For the four days we spend in New York State, we feel almost like those little red balls swinging back and forth between Grandma’s and Grandpa’s house on the hill in Nichols and the cousins’ home on a hill in Ithaca. Our daughter takes this winging back and forth in stride. At my brothers house, she shows off her Hamilton book to her oldest cousin, a woman equally hooked on the hit musical. At Grandma’s and Grandpa’s, she takes responsibility for my mother’s maltese coaching the dog to calm itself when excited by all her company. Our daughter particularly loved trading stories about the puppy Bellatrix with her relatives…well established pet owners…and asserted herself now as a seasoned pet owner.
We complete our circuit midweek. We pack up our tent from Grandma’s and Grandpa’s backyard and pitch it one more time at Sara’s Campground in Erie PA. Once we set up on the shore of Lake Erie, we head over to Waldameer Park, an amusement park that in many ways reminds me of the Skyline Park of my youth.

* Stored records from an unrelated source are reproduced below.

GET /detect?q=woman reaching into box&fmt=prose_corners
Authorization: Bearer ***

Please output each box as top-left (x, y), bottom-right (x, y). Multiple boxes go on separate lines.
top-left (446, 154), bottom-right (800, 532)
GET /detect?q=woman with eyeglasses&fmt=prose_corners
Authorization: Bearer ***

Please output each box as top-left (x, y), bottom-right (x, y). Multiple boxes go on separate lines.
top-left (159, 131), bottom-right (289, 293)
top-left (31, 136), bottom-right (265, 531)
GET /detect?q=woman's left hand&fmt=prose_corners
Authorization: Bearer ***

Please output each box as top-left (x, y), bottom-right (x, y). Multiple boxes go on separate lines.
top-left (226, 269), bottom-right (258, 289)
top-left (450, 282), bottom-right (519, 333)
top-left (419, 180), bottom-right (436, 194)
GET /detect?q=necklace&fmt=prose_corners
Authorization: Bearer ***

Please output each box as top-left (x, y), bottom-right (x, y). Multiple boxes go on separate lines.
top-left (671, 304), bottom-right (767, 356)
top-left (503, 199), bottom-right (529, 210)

Sure, there are many rides at Waldameer that are bigger and faster than Skyline offered. My husband and kids are welcome to the pendulums, controlled free falls, and assorted roller coasters. I’m happy to stick to bumper cars, merry mixers, and the three story high ferris wheel. I make the mistake of riding the tame sounding Music Express once. But only once. There’s only so much torque this woman can take.
The next day, the family grabs a meal in downtown Erie before heading south. By mere chance, we happen upon an event hosted by the Erie Art Museum. Their front courtyard is lined with chairs and filled with scores of people listening to a band playing Mustang Sally. We order sandwiches at the museum’s cafe and join the crowd kicking back. Once the music wraps, we walk back to our car. At a street corner, my husband looks up to read a historical marker. He points its significance to the rest of us. Above us, we are astonished to find a black and gold plaque commemorating the 1825 visit of our friend Marquis de Lafayette. We are standing at the door of the house where our “nation’s guest” stayed on the Erie leg of his national tour. We learn the banquet held in his honor had a table so long that his host used battleship sails as awnings…fittingly sails from British vessels captured in the Battle of Lake Erie.
For the final leg of our vacation, our daughter queues up Guns and Ships where Lafayette first confuses and confounds the British. Jeremy and I did our best to confound our own kids in the counterclockwise turn we took this week. The question never was “Are we there yet?” but “Where are we now?” And the answer? Well, its many turns were not always welcome. The adventure always was.